"Shock! Shock!" I cried, but there was no reply, and it sounded as if
my voice was squeezed up in a narrowed space; then I seemed to hear a
rustling noise as I stepped forward, I was kicked violently in the shins
and fell forward with my hands plunging into a mass of soft sand, and to
my horror I found that I was lying upon my companion, who was half
buried.
The perspiration stood out all over me as I leaped to my feet; and then
went down again to find that Shock was kicking frantically, and a
moment's investigation told me that he could not extricate himself.
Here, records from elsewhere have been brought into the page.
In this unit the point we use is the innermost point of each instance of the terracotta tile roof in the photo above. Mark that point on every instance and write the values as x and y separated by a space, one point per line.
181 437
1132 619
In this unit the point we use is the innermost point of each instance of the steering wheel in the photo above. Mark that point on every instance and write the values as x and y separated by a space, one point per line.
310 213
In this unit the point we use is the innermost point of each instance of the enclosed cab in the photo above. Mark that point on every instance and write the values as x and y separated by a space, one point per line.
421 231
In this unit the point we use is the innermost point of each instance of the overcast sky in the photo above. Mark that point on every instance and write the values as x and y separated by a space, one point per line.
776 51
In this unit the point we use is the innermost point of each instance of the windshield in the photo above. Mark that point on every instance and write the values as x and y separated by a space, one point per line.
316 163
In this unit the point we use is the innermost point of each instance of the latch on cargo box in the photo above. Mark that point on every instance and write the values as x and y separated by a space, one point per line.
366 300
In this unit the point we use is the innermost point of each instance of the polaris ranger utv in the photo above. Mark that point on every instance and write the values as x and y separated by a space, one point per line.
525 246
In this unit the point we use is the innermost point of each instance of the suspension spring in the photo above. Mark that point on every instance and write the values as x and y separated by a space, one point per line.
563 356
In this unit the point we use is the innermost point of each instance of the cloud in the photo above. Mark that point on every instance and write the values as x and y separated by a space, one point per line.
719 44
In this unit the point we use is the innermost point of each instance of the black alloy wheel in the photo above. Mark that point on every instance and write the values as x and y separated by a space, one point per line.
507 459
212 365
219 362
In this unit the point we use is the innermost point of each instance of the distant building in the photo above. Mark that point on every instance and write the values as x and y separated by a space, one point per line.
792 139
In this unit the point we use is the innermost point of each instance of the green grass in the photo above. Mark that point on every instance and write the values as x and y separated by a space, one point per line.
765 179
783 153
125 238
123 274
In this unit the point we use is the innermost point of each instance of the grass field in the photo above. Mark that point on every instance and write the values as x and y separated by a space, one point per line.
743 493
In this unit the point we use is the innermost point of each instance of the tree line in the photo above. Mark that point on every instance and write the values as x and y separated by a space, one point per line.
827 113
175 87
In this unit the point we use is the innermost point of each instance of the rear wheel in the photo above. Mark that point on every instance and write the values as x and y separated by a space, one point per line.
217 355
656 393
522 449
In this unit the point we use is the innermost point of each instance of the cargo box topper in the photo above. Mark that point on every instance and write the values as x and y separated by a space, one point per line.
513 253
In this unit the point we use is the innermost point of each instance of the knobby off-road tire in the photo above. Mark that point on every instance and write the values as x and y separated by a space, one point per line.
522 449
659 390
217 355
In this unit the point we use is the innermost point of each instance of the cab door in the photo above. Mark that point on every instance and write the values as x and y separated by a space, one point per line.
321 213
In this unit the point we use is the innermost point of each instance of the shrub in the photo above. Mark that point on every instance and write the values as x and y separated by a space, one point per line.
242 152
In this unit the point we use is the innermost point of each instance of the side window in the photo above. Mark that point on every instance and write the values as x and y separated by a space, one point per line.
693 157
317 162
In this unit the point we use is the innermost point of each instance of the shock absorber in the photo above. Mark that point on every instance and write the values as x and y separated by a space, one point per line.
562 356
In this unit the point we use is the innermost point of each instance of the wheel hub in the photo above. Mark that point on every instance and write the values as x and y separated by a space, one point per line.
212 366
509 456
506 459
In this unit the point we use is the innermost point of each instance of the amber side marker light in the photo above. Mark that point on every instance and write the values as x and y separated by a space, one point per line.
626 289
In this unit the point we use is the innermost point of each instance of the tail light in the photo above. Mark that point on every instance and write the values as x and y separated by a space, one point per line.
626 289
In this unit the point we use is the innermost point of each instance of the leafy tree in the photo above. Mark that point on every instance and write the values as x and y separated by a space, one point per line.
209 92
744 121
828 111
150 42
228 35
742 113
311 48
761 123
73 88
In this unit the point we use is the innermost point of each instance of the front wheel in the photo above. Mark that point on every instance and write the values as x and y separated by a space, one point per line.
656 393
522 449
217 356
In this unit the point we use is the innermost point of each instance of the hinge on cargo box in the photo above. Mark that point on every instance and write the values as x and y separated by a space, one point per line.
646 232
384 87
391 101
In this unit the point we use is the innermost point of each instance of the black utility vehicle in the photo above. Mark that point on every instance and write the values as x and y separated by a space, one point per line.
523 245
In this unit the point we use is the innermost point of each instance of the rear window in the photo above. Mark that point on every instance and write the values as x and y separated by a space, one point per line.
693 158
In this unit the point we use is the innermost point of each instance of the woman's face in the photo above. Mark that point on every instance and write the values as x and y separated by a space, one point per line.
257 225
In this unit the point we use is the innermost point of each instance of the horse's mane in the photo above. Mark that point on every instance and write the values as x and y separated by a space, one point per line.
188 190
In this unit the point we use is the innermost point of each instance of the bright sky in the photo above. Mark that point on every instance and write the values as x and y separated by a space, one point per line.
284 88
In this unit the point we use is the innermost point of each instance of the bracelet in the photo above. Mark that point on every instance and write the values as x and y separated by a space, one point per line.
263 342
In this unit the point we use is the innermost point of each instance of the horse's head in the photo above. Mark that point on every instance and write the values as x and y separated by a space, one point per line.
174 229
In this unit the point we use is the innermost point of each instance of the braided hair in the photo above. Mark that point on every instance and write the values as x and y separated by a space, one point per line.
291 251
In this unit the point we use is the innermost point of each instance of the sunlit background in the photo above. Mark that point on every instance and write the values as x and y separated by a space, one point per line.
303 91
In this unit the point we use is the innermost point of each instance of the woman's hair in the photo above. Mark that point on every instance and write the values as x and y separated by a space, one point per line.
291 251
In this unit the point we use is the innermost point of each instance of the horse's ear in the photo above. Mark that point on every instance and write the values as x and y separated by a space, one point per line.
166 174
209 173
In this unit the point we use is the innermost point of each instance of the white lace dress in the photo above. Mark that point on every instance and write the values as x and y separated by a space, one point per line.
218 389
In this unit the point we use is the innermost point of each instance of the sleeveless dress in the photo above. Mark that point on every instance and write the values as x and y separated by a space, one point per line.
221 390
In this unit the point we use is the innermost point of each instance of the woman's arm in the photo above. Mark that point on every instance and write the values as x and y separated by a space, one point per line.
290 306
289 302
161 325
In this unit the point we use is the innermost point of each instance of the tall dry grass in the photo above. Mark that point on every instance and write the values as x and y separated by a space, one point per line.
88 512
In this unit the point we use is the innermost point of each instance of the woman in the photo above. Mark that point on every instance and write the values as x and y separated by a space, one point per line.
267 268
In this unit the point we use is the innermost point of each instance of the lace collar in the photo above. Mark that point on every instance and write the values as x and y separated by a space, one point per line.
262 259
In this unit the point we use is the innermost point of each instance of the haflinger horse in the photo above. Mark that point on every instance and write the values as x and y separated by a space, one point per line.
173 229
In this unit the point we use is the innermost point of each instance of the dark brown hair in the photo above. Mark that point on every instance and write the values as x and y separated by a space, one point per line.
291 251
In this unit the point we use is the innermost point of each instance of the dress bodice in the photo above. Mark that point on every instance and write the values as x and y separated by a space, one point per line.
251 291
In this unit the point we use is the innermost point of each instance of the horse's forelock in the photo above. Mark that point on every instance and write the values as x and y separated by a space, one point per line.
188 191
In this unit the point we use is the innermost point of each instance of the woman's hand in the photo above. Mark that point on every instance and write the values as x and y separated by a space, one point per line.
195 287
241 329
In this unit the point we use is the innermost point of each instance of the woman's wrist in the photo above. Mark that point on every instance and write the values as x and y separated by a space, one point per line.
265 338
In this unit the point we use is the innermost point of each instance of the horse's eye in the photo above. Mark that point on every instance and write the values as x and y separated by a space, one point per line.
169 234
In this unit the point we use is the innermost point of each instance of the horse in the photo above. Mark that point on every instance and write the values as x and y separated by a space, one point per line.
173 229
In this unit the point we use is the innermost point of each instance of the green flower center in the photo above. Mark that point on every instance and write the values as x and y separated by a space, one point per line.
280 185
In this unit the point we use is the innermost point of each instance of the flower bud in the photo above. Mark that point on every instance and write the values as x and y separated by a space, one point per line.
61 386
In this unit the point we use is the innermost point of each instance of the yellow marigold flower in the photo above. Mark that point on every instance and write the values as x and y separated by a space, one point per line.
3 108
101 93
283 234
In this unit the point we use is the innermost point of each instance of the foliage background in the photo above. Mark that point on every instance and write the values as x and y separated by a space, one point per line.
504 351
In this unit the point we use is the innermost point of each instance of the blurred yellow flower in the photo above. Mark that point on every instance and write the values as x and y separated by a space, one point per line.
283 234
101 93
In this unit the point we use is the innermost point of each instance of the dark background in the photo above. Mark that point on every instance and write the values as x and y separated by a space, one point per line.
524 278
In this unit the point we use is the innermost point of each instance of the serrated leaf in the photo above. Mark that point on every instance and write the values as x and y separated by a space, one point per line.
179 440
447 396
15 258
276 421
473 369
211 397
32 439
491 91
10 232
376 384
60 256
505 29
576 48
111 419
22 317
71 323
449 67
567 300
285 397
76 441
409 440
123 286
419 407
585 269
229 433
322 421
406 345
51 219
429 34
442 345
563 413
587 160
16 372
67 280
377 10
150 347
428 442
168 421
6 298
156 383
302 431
Seizing one of his legs, which as I grasped by the ankle and clasped it
to my side, kept giving spasmodic jerks, I dragged with all my might,
and found I could not move him; but as I dragged again he seemed to give
a tremendous throb, and I went backwards, followed, it seemed to me in
the darkness, by a quantity of soft sand; but Shock was free, for I
could feel him by me lying on his face, and as I turned him over he
uttered a groan.
And now a horrible sensation of fear came over me as I thoroughly
realised that I was buried alive in that sand-cave. I felt that my
climbing about on the top of the cliff had loosened or cracked the
compressed sand. Shock and I had jumped about over it when we threw
down the wood we had gathered, and that seemed to be the explanation of
the mishap.
But I had no time to think of this now, for the thought that perhaps
Shock was killed, suffocated, came over me with terrible force, and I
bent over him, feeling his face, his heart, and hands.
His heart was beating fast, and his hands were warm, but though I spoke
to him over and over again, in the darkness, there was no answer, and
with a cry of despair I threw myself on my knees, when all at once he
shouted: "Hullo!"
"Shock," I cried, "I'm here."
"What yer do that for?" he cried fiercely.
"I didn't do anything."
"Yes, yer did," he cried. "Yer threw a lump o' sand on my head. I'm
half blind, and my ears is full. Just wait till I gets hold on yer,
I'll pay yer for it."
Then he began panting, and spitting, and muttering about his eyes, and
at last--"Here, where are yer?"
"I'm here, close by you," I said. "Don't you understand? The sand has
fallen and shut us in."
There was silence for a few minutes--a terrible painful silence to me,
as I felt that I was face to face with death. Then Shock seemed to have
grasped the situation, for he said coolly enough: "Like the rabbuds. Well, we shall have to get out."